"Yes, dearie, I know," said Mrs. Powell, her gaze following Amanda's as it was bent upon the sleeping infant. "I know it's a trial. And I'm ashamed I said anything. Nobody need t' wonder at yo' bein' a mite out o' gear. But trust the good Laud, Mandy, and He'll bring everything out right, yit."
"Will He straighten baby's back, do you think, mother? Or do you mean that He will make things right by letting it die?"
Mrs. Powell's color arose, and she did not venture to reply. Could any one but a mother wish the child to live?

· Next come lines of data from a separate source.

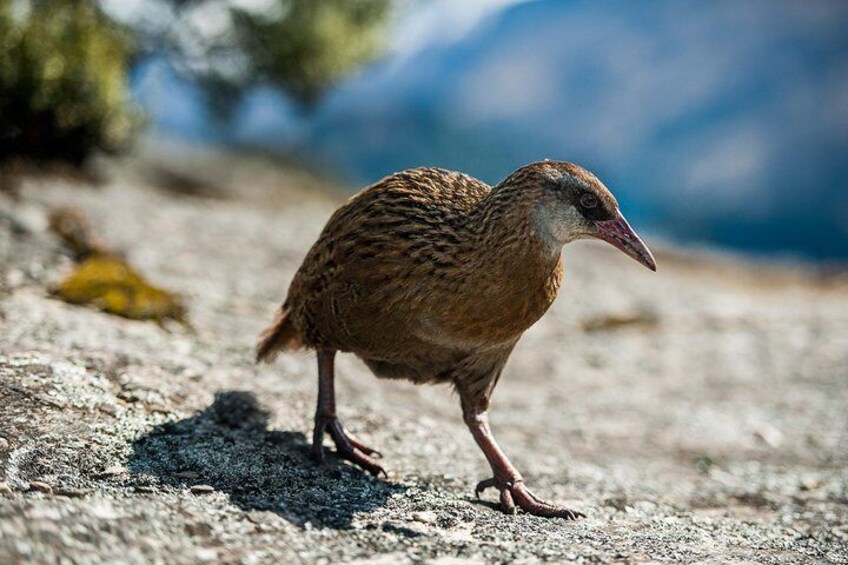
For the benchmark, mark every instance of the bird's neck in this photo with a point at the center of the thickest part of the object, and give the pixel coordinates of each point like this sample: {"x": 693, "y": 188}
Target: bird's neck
{"x": 516, "y": 268}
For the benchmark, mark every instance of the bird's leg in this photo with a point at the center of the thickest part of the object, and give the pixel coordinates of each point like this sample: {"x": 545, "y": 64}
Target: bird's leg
{"x": 326, "y": 420}
{"x": 506, "y": 477}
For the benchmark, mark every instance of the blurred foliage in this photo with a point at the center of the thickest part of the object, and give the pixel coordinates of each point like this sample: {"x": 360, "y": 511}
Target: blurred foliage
{"x": 64, "y": 63}
{"x": 304, "y": 47}
{"x": 63, "y": 68}
{"x": 314, "y": 44}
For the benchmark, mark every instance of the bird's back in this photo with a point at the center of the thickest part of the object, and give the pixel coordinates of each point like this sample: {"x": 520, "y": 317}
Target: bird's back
{"x": 368, "y": 284}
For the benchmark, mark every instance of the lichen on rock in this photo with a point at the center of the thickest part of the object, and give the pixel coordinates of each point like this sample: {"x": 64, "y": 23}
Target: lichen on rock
{"x": 111, "y": 284}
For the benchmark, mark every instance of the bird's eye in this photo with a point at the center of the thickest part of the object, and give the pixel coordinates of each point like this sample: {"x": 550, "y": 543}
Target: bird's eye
{"x": 588, "y": 200}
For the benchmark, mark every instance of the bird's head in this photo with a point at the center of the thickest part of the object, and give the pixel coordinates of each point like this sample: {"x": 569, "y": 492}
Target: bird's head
{"x": 570, "y": 203}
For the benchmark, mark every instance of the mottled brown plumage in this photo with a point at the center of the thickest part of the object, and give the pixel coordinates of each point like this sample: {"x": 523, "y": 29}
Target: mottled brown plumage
{"x": 432, "y": 276}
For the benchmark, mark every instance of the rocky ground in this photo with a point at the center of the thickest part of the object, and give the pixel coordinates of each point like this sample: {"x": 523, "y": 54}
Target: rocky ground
{"x": 695, "y": 414}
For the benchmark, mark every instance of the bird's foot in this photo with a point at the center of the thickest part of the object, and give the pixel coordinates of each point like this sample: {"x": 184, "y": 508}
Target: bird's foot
{"x": 515, "y": 494}
{"x": 347, "y": 447}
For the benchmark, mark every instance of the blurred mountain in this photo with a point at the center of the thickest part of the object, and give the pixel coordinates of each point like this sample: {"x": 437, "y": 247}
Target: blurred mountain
{"x": 720, "y": 122}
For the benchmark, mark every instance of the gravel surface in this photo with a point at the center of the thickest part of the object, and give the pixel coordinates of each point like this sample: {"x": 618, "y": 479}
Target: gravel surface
{"x": 695, "y": 414}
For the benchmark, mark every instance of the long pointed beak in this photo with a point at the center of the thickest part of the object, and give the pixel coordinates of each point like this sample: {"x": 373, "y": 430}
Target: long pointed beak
{"x": 618, "y": 233}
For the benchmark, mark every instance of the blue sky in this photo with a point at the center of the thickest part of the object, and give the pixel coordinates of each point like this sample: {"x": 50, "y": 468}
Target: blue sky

"He will not die," said Amanda, laying her hand softly on the baby's thick golden hair. There was intense feeling in the low tone, but with her next words her voice took on a hard quality that Mrs. Powell had learned to associate with acute distress. "He will live," she cried, but not loudly; "live to reproach his father for a sin so dark that no one can name it. Aye, we must hush it up. This is a 'visitation of Providence,' in the opinion of our good friends. Well, I don't call it that. The truth is that it's a visitation of liquor, of——"
"Hush, hush, Mandy!"
"Excuse my lack of delicacy," said Amanda, with biting scorn. Not scorn of her mother, but of the idea of the county as reflected in her mother. She leaned back and drew a fleecy white shawl carefully over the baby's shoulders, then resumed sadly:
"I could stand it better, if I was free from blame in my own eyes. I tell you, mother, the only real hell is in knowing you're wrong, and feeling, to the bottom of your heart that you've brought suffering upon others by being wrong."
"My dear child," quavered good Mrs. Powell, "you's morbid. Yo' notion ain't the right notion at all. How could you ahelped the pore child's bein' so?"
"By standing to my colors. By obeying my own conscience, no matter what the world said."